Danny Glover chegou ao Xambá por volta das 20h, ao lado de sua esposa Eliane Cavalleiro, que é presidente da Associação Brasileira de Pesquisadores Negros. Recém-casados, Glover e Cavalleiro foram recebidos pelo babalorixá Adeildo Paraíso da Silva (Ivo de Xambá) e a yalorixá Maria de Lourdes da Silva, a Tia Lourdes. Antes de entrar na casa, fez reverências de respeito e adentrou o terreiro, onde ouviu toques para Iansã e Oxum. Na sequência, subiu para o primeiro andar, onde visitou um memorial de cultura negra, com ênfase para a história do local. Logo após, por cerca de uma hora, Glover falou sobre a importância do engajamento social para comunidades negras.De férias em Pernambuco, onde passou a última semana, ele discretamente quebrou o anonimato para prestigiar o encontro promovido por lideranças negras da cidade. Após atuar em Hollywood por décadas, o famoso ator facilmente reconhecido como parceiro de Mel Gibson em Máquina mortífera e Maverick foi recebido com sobriedade por cerca de 60 artistas e representantes da cultura negra da cidade.

“É importante motivar instituições como esta. Quando Dona Biu fundou esta casa, ela sabia que existe algo superior para procurar. Lembrando ela, podemos descobrir novas maneiras de ser uma comunidade”, disse Glover. Embaixador do Unicef, sua carreira inclui papéis que remetem a preocupação social. Nesse sentido, seu personagem mais emblemático é o de Albert, em A cor púrpura (1985), de Steven Spielberg. Ainda nos anos 80, interpretou Mandela para a TV e no ano passado encarnou um presidente humanista no blockbuster 2012. Não participou da festa do Oscar na noite de domingo, mas enviou uma carta convocando seus colegas atores a boicotar roupas da Hugo Boss, que ameaça fecharfábrica nos EUA para investir em unidades na Europa Oriental.

Na mesa onde falou, Glover recebeu presentes e lembranças: CDs dos rappers Zé Brown e Tiger, parceiros no Faces do Subúrbio; o DVD Cine Favela, do projeto Pé no Chão, do qual participa o DJ Big; o livro Baobás de Ipojuca, da escritora Inaldete Pinheiro; o CD do Grupo Korin Orishá, regido pelo professor José Amaro, do departamento de música da UFPE. Representando a prefeitura do Recife, Lindivaldo Júnior preparou um kit que incluiu CDs do carnaval e produtos do Núcleo de Cultura Afro-Brasileira.

“Foi algo exclusivo, um ator de filmes internacionais num centro de representação espiritual negra, ouvir nossa música, experimentar da nossa comida. Pela história que o centro tem, essa visita dele vai passar de geração em geração. Seria bom que outros como ele pudessem vir”, disse Zé Brown. Percussionista da Nação Zumbi, Gilmar Bolla 8 também estava lá. “Esse é um momento especial para a comunidade negra. E para ele também, que vai lembrar da visita pelo material que recebeu aqui”.

Vera Baroni, da Sociedade das Mulheres Negras de Pernambuco, entregou ao ator uma resolução publicada no Diário Oficial, em que um site mantido por igreja evangélica foi punido por discriminação religiosa.
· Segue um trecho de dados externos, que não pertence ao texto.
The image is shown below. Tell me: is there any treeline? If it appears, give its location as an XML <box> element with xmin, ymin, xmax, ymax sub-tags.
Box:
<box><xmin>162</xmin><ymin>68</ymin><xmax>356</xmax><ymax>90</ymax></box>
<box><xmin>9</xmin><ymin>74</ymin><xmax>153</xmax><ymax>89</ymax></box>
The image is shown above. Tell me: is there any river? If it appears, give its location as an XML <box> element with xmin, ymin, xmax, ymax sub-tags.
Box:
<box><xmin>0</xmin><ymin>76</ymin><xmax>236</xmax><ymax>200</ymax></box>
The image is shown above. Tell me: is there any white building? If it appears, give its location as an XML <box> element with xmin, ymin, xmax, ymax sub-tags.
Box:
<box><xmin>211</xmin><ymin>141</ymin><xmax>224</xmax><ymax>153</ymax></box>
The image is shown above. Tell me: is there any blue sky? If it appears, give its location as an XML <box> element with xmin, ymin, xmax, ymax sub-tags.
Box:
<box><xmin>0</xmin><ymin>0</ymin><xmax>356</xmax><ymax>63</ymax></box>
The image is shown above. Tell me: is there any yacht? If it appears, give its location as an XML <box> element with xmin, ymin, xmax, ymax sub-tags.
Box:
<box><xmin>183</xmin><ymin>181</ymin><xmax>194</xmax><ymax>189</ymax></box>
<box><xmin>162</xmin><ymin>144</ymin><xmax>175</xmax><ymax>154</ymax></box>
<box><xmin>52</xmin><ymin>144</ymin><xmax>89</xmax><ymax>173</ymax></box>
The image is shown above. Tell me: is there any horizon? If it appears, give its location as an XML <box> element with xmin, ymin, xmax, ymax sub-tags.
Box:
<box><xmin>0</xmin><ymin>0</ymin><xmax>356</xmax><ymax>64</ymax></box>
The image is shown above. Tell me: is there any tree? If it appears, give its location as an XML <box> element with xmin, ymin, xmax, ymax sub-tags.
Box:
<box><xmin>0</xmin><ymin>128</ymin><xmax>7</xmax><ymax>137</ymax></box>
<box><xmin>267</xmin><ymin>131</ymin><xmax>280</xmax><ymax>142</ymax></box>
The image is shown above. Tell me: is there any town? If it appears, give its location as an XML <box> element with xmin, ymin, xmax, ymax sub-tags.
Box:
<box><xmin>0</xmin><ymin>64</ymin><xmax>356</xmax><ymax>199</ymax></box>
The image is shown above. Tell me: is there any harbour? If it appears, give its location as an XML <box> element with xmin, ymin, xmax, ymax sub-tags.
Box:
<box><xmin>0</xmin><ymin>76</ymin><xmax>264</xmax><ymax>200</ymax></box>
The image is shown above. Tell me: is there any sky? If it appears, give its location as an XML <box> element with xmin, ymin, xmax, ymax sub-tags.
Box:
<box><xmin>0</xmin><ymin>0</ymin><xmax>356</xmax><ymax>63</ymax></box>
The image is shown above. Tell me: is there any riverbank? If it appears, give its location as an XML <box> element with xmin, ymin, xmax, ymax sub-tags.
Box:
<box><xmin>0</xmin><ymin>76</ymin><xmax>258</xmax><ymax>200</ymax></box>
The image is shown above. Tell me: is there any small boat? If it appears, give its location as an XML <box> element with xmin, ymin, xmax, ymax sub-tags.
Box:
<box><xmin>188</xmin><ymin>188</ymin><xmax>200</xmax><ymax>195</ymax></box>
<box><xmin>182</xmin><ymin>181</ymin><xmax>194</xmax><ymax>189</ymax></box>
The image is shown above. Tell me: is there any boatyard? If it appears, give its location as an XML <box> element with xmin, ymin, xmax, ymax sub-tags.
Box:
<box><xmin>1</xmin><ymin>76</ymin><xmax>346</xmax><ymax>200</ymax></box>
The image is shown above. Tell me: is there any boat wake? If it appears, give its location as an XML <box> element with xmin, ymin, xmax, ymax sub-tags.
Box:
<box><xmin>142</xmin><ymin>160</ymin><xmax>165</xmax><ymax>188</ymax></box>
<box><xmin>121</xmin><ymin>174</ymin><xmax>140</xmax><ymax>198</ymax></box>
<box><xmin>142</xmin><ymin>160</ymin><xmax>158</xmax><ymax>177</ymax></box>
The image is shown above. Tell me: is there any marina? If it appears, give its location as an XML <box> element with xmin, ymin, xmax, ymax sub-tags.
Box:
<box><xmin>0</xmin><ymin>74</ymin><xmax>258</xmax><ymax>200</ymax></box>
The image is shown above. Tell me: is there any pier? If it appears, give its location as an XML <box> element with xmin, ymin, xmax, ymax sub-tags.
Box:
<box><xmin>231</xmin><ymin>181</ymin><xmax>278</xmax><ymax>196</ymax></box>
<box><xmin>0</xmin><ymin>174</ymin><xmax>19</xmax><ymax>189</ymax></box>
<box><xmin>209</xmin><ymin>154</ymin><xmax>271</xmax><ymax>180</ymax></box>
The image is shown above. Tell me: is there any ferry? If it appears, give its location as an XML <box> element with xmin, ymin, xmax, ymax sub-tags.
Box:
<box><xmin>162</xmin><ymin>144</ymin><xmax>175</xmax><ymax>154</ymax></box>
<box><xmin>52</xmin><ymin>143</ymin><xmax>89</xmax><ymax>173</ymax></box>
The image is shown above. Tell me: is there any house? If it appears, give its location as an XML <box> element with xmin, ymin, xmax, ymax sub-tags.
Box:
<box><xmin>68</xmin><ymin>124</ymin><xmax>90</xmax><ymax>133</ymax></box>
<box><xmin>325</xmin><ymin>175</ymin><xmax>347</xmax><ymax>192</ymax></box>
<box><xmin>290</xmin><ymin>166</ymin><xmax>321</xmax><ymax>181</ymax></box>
De formação cristã, Glover ganhou uma guia de Xangô, “pela luta”, nas palavras de Ivo de Xambá. “A visita de um ator como ele é um incentivo para que se abram portas internacionais num recorte que não diz respeito apenas à religião, mas ao lugar do negro na sociedade”, disse Ivo.
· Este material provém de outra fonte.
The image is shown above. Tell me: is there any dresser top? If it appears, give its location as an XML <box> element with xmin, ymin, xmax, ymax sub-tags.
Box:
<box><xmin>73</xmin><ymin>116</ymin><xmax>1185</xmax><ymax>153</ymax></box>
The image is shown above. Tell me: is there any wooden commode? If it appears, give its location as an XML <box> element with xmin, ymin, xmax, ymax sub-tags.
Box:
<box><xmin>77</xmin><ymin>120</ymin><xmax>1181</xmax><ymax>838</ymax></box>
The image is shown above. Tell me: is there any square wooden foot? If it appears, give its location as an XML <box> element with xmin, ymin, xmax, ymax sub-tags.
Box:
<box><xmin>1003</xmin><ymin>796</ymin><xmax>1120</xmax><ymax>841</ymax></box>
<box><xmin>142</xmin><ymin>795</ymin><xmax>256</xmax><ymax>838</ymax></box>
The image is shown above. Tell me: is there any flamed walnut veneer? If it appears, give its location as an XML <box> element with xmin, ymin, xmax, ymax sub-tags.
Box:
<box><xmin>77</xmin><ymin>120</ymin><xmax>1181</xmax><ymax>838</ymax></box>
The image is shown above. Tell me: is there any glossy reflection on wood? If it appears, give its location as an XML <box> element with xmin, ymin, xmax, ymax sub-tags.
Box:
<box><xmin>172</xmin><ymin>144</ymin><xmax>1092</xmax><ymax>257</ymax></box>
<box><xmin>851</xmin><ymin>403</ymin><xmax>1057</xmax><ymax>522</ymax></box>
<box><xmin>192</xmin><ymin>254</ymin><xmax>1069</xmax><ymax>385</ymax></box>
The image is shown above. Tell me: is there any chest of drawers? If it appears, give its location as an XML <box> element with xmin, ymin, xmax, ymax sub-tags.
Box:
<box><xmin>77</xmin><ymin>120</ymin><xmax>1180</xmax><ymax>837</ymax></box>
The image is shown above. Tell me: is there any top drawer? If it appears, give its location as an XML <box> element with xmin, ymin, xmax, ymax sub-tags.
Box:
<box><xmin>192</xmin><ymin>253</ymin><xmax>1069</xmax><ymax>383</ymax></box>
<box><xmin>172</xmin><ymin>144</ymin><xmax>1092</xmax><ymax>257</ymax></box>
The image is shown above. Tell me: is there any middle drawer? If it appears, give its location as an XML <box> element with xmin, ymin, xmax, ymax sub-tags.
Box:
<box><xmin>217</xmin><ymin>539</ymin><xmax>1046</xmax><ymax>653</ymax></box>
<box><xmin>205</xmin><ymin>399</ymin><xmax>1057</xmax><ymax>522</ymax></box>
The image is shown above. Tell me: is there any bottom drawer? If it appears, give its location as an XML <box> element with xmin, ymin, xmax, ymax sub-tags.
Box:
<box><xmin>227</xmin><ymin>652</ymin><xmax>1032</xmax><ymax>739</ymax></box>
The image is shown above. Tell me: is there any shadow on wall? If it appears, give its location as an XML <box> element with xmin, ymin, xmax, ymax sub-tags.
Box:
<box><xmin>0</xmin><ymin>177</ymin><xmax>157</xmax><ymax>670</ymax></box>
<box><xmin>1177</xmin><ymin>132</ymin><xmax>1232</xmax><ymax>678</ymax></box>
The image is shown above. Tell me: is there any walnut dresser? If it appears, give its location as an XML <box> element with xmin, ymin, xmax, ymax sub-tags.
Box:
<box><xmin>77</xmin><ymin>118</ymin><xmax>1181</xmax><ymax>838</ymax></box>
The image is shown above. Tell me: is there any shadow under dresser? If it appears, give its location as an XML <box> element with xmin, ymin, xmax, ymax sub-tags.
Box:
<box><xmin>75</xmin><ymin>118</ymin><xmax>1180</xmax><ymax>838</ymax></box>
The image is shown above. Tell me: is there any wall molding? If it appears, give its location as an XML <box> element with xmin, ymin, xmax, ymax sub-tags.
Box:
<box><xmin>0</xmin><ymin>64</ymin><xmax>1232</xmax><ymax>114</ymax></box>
Determinada a extrair o máximo do encontro, Inaldete Pinheiro provocou discussão sobre o fato de negros ricos dos EUA agirem como mobilizadores dos pobres, enquanto no Brasil passam pelo processo de “embranquecimento”. Formado em economia, Glover repassou episódios importantes para a afirmação negra nos EUA e questionou o sentido de palavras como liberdade, independência e autonomia. “Na América do Sul há 150 milhões de afrodesendentes e 97% vivem na pobreza, a maioria no Brasil. Vejo que a luta do povo americano acontece aqui também, para que os negros tenham vida melhor. Em alguns países, talvez por motivos políticos esses sonhos não se realizem, mas ao menos o desejo de liberdade está na alma do povo. Precisamos passar essa resistência para as novas gerações”.